Golstein is ‘zeker van plan’ om haar voorstelling te hernemen. ‘Ik weet dat ik welkom ben om bij TapasTheater iets nieuws te maken’. Ze is tevreden met de constructie waarbij ze als maker een deel van de recette krijgt. ‘Theater is zeker geen makkelijke branche maar bij TapasTheater weet je: what you see is what you get. Dat is wat anders dan het #tegendebakker-verhaal, of dat je het alleen moet doen voor de exposure’.
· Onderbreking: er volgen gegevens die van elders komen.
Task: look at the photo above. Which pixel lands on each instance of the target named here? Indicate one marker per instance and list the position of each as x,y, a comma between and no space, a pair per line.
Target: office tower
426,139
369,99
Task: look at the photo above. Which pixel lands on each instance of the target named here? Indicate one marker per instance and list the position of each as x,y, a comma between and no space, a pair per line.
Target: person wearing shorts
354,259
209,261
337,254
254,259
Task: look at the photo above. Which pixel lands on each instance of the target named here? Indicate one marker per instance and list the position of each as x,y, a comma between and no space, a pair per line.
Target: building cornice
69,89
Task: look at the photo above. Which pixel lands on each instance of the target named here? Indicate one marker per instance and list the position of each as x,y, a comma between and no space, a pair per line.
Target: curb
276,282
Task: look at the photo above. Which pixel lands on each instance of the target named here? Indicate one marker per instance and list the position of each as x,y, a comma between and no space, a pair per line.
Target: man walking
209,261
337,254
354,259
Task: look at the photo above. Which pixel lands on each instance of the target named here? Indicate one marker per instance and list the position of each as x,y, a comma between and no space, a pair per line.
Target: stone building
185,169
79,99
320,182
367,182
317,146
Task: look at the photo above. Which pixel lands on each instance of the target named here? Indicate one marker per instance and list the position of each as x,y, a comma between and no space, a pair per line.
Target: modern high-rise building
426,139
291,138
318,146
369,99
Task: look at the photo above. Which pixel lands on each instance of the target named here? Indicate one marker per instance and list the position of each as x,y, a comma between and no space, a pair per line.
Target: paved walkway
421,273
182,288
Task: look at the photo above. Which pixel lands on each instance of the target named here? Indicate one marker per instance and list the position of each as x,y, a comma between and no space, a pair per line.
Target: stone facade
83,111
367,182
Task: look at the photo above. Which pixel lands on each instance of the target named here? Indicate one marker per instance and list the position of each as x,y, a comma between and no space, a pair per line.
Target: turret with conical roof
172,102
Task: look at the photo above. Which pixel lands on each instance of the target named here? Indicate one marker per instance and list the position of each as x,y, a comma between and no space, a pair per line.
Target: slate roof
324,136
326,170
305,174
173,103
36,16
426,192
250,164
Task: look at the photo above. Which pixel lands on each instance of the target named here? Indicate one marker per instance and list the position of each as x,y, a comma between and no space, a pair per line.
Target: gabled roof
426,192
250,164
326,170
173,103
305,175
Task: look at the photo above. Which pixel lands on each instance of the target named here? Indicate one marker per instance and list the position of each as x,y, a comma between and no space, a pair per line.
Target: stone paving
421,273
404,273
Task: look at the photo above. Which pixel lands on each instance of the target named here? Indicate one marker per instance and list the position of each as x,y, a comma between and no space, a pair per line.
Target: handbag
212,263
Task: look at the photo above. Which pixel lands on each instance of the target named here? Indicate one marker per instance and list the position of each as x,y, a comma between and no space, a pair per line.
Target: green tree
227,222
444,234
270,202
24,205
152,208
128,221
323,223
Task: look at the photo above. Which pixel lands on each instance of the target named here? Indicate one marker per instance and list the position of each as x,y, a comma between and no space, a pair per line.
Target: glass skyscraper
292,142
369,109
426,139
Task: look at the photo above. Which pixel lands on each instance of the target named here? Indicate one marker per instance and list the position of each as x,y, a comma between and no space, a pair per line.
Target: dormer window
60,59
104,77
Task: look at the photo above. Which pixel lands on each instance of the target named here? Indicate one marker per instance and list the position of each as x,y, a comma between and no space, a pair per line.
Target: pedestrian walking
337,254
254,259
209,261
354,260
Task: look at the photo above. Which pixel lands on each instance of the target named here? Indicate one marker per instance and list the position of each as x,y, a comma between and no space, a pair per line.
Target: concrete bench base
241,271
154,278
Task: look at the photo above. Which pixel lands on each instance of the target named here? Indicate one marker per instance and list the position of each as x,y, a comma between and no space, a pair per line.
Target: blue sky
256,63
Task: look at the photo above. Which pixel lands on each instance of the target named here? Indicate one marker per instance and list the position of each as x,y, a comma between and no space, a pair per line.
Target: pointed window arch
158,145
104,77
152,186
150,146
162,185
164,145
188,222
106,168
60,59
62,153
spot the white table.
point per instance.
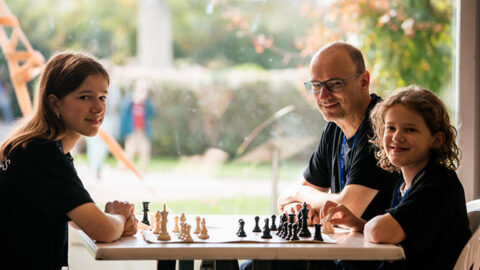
(347, 246)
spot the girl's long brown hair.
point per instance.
(63, 73)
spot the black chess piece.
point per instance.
(291, 218)
(145, 213)
(283, 219)
(266, 231)
(294, 232)
(256, 228)
(289, 231)
(274, 226)
(318, 232)
(241, 230)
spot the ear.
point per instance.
(438, 139)
(365, 81)
(53, 103)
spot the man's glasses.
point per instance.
(333, 85)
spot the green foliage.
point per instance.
(410, 43)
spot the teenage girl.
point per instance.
(428, 217)
(40, 191)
De grote vraag is natuurlijk of optreden in het TapasTheater leidt tot meer dan alleen exposure. Harmsen ziet wel een en ander gebeuren: ‘Talentagenten komen hier kijken of er interessante performers bij zitten. En ze stromen door: Hanneke Last heeft hier een voorstelling van twintig minuten gespeeld en stond onlangs met een eenakter in Theater Bellevue. Merel Baldé stond hier net voor ze echt werd ontdekt. En drie van de zes halve finalisten voor de Wim Sonneveldprijs hebben hun voorstelling hier ontwikkeld.’ Harmsen wil niet beweren dat het een tot het ander heeft geleid, maar trots is ze wel. ‘Ik wil zoveel mogelijk jonge talenten een podium bieden zodat ze zich kunnen ontwikkelen en zich beter kunnen presenteren bij audities, zodat ze ook weer verder komen. Ik hoop ook dat het deel van het publiek dat theater de afgelopen jaren links heeft laten liggen, hier ziet hoe tof theater kan zijn. En dan ook sneller naar een regulier theater gaat. Als dat lukt is mijn missie geslaagd’.